È noto quanto la presenza zoologica sia ricorrente nel genere favolistico, da Esopo in poi, con il correlativo, costante riferimento antropico, agevolmente riscontrabile anche nei componimenti della scrittrice moderna: «Agisci con forza / contro chi disturba la sicurezza / dei tuoi compagni. / Spesso, uomini di difesa, prendono da te il nome, / come guardie del corpo, / per proteggere la vita altrui» (Gorilla); «Pure alcuni umani / si comportano come te, / quando si arricchiscono / con affari poco limpidi / e approfittano delle tragedie, / dei tempi difficili. / O pescecane, /datti una calmata / e abbi pietà dei più deboli» (Pescecane).

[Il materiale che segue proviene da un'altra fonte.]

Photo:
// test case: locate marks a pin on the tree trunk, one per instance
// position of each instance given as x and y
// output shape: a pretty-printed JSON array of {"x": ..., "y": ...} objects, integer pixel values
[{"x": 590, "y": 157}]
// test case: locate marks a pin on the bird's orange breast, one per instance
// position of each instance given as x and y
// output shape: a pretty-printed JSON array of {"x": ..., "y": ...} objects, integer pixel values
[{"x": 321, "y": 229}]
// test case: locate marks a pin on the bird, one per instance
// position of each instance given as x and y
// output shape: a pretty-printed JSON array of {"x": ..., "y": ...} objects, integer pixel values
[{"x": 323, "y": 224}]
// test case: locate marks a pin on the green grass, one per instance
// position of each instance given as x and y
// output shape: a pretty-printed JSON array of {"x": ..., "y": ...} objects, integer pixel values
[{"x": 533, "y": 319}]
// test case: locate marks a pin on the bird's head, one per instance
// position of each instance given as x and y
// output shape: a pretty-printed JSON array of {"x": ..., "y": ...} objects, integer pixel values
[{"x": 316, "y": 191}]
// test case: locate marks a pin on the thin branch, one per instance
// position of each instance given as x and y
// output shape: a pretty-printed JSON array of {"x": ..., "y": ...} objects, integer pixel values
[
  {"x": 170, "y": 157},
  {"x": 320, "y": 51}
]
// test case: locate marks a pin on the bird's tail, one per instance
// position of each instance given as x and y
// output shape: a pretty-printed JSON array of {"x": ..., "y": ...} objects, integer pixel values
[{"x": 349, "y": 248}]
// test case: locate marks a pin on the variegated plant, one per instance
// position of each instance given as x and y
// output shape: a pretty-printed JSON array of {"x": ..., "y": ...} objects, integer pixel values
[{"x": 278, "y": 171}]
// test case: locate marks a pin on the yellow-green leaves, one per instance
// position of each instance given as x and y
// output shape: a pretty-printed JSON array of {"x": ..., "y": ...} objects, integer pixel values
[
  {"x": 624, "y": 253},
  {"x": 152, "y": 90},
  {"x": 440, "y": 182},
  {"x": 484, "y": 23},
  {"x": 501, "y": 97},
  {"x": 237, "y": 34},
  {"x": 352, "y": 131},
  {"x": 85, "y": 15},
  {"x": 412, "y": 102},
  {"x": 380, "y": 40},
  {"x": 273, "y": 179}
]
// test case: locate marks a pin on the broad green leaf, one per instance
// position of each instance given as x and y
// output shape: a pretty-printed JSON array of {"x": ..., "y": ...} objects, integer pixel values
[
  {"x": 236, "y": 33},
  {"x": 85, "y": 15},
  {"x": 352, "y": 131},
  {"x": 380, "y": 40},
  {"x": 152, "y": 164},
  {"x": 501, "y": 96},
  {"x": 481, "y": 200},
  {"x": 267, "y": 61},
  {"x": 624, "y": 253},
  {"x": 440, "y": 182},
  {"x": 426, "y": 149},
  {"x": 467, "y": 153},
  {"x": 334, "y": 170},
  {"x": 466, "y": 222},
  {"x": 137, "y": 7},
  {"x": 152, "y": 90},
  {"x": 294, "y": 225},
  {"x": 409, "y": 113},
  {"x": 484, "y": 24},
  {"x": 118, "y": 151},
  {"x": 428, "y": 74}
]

L’antropizzazione del regno animale avviene inoltre per il tramite della tradizione storica ed etico-intellettuale, leggendaria e simbolico-religiosa; mi limito a un’esemplificazione davvero sommaria: «Ci riporti ai draghi / delle antiche leggende, / con il fuoco improvviso. / Ma tu sei più piccolo. / Verde il tuo colore / e pauroso il tuo aspetto. / Per gli antichi Greci / eri il signore delle acque» (Drago volante); «E accompagni, con le tue sorelle, / Babbo Natale / che con una slitta magica / per le vie stellari / al suono di violini celestiali / porta doni / a tutti i bimbi / che lo aspettano con gioia» (Renna); «Ami stare solo / e non essere tormentato, / ma diventi pericoloso e subdolo / come nel verde giardino dell’Eden, / con le tue perfide tentazioni. / E per colpa tua Adamo ed Eva / hanno abbandonato il Paradiso» (Serpente).
Data l’insistita costruzione culturale il bestiario di Roberta Fava può includere animali fantastici (l’unicorno, l’araba fenice, il grifone), nell’àmbito – come ha visto bene un lettore acuto come Enzo Concardi – di una generale concezione creazionistica: «Hai la gualdrappa, / fascia bianca lunga / dalle spalle alla coda, / che ti distingue. / Non vuoi essere uguale agli altri, / ma unico nel tuo genere. / Anche tu sei una creatura strana, / creata dalla mano / di un Artista celestiale» (Tapiro).